When inquired about their plans moving forward, Indigo expressed that they are embarking on "meaningful work" to revolutionize the business and refresh their product lineup. In an email, the company enthused about the central place of books in Indigo's mission and their continued venture as the ultimate purveyor of gifts for book lovers, offering an expertly curated selection of lifestyle and stationery products.

In an April correspondence to Indigo's customers, Reisman hinted at further initiatives like the reintroduction of in-store digital inventory search kiosks, an enhanced schedule of events, additional seating in stores, and forging partnerships with cafés to replace vacancies left by Starbucks. At the Eaton Centre store, a Columbus Café & Co. has now occupied the space formerly housing the in-store coffee shop, welcoming a steady patronage already indicative of a positive response.

McNeish views these recent successes as a foundation upon which Indigo must now build. She maintains faith in Reisman's capability to steer the company, attributing to her an innate managerial instinct and a profound understanding of book retail, fueled by her own passion as a reader.

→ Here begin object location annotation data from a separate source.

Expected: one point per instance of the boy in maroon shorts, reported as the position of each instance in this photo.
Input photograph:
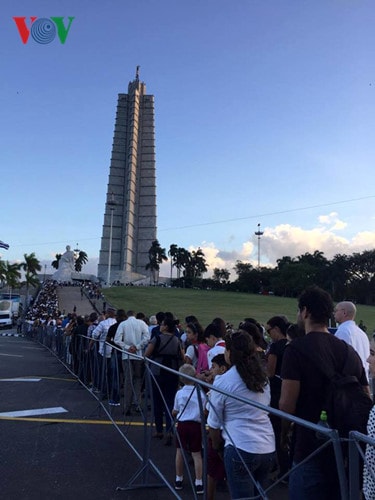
(188, 411)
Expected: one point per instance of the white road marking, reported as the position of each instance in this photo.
(30, 413)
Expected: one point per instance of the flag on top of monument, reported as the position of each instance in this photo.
(4, 245)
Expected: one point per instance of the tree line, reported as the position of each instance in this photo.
(350, 277)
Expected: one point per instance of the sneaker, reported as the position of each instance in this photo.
(178, 485)
(199, 489)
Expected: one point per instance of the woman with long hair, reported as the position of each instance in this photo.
(249, 442)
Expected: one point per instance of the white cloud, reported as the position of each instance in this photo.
(333, 221)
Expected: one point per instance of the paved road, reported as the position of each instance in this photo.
(75, 453)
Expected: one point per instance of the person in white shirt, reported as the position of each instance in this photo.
(247, 431)
(348, 330)
(189, 408)
(101, 369)
(132, 336)
(215, 341)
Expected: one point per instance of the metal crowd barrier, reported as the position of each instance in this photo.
(103, 376)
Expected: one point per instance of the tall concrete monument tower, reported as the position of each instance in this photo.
(130, 211)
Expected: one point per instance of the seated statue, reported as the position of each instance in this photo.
(66, 266)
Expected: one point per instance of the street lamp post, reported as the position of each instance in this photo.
(259, 233)
(111, 205)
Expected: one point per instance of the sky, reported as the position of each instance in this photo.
(264, 114)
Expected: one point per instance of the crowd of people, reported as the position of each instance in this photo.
(270, 365)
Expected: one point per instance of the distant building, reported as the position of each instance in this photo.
(130, 209)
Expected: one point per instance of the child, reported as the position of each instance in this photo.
(215, 464)
(189, 432)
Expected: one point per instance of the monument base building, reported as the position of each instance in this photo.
(130, 212)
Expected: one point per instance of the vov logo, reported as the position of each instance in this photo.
(43, 29)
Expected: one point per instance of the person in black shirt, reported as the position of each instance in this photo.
(302, 394)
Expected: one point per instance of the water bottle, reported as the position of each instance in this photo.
(323, 422)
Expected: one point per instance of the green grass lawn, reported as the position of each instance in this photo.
(206, 305)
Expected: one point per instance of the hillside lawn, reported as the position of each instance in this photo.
(206, 304)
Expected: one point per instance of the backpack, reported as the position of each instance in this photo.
(167, 360)
(202, 364)
(347, 404)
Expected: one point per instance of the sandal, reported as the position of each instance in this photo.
(158, 435)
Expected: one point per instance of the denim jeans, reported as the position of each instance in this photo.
(241, 485)
(315, 479)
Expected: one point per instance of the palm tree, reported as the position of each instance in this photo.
(156, 255)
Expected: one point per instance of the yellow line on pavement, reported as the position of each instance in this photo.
(44, 378)
(72, 421)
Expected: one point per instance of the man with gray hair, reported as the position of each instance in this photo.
(348, 330)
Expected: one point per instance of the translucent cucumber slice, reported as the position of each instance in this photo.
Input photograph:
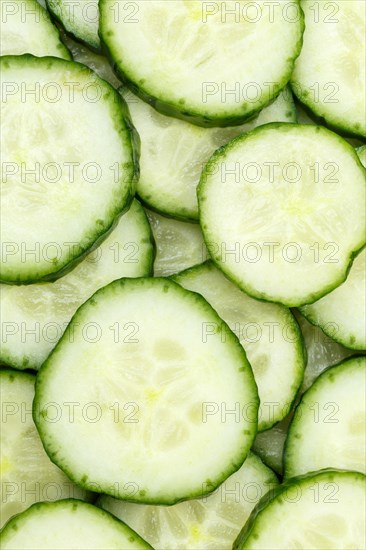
(329, 426)
(274, 208)
(69, 525)
(179, 245)
(95, 61)
(34, 317)
(153, 402)
(210, 523)
(173, 152)
(330, 73)
(342, 313)
(268, 333)
(361, 151)
(194, 61)
(27, 474)
(322, 352)
(80, 19)
(26, 28)
(319, 511)
(49, 173)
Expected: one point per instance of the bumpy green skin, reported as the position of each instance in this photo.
(327, 475)
(291, 320)
(9, 360)
(221, 153)
(41, 507)
(131, 139)
(192, 115)
(46, 371)
(79, 37)
(324, 377)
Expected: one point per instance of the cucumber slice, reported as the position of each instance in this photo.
(154, 401)
(322, 352)
(269, 445)
(328, 428)
(329, 76)
(268, 332)
(173, 152)
(342, 313)
(272, 217)
(68, 525)
(34, 317)
(319, 511)
(361, 151)
(82, 186)
(98, 63)
(196, 62)
(80, 19)
(211, 522)
(179, 245)
(27, 474)
(26, 28)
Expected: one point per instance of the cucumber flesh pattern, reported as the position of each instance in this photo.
(34, 317)
(79, 215)
(154, 370)
(239, 223)
(27, 474)
(318, 511)
(69, 525)
(27, 28)
(170, 57)
(328, 428)
(211, 522)
(277, 359)
(81, 19)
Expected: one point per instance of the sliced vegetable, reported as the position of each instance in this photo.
(34, 317)
(173, 152)
(26, 28)
(268, 333)
(179, 245)
(80, 19)
(27, 474)
(330, 74)
(315, 512)
(174, 54)
(68, 525)
(82, 186)
(211, 522)
(154, 418)
(274, 207)
(329, 425)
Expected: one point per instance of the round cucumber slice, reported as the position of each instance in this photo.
(68, 525)
(27, 474)
(330, 75)
(153, 419)
(26, 28)
(194, 60)
(328, 428)
(80, 19)
(173, 152)
(274, 207)
(211, 522)
(50, 174)
(315, 512)
(268, 332)
(179, 245)
(34, 317)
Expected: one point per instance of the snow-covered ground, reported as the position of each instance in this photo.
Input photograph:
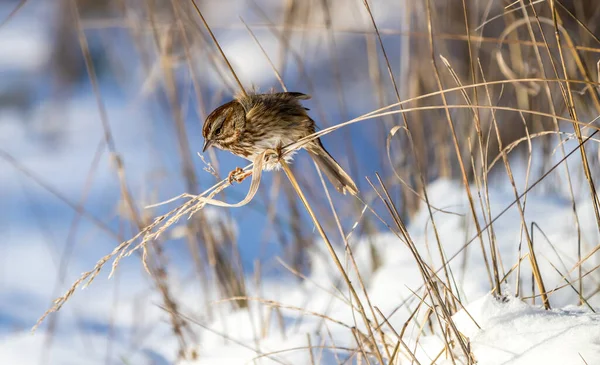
(501, 330)
(120, 321)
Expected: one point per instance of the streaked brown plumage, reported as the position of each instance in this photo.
(249, 125)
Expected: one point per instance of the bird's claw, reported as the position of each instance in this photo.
(238, 175)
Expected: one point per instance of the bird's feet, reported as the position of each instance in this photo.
(238, 175)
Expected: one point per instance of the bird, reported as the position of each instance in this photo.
(252, 123)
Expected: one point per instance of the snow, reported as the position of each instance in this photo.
(500, 330)
(285, 313)
(513, 332)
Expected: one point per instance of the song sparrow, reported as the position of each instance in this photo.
(252, 123)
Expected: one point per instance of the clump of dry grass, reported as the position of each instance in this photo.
(477, 85)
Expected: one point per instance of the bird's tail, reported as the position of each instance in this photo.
(334, 172)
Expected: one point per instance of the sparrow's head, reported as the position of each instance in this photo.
(223, 126)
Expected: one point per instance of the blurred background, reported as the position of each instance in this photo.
(101, 109)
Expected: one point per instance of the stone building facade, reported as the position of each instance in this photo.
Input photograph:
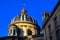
(51, 27)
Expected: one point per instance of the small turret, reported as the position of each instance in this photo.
(45, 17)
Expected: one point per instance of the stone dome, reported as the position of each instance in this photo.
(23, 17)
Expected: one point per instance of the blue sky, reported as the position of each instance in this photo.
(11, 8)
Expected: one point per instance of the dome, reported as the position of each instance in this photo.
(23, 17)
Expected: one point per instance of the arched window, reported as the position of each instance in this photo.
(29, 32)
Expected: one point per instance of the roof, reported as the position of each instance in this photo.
(57, 5)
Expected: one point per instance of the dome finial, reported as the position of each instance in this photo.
(24, 11)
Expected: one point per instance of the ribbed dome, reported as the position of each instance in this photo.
(23, 17)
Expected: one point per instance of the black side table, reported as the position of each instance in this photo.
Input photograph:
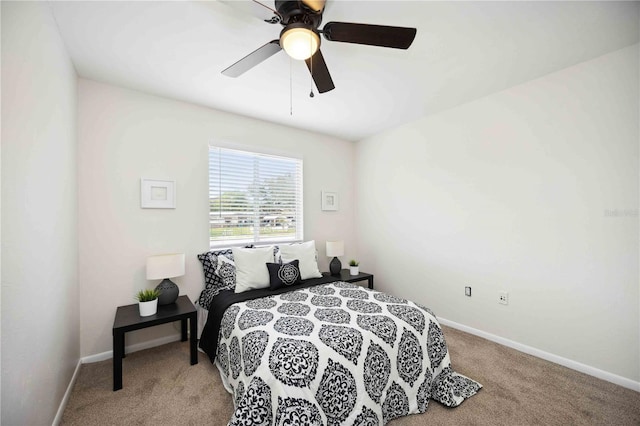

Packard, on the other hand, speculates that critical decisions await regarding the optimal number of stores to maintain, their effective use, and strategies for enhancing Indigo’s online channels. His counsel insinuates such maneuvers could steer the company towards a stability capable of weathering market fluctuations and unforeseen events – such as pandemics or cybersecurity breaches – thereby providing a buffer that allows for innovation and experimental business approaches.

This report by The Canadian Press was first published on April 19, 2024, offering an in-depth analysis of Indigo Books & Music Inc.'s current state and prospects for the future within an ever-evolving retail landscape. As the company stands on the precipice of a significant transformation, the industry watches with keen interest to witness the resurgence of a Canadian icon in the literary world.

For additional information and to follow Indigo's ongoing developments, readers are encouraged to visit The Canadian Press' online resources.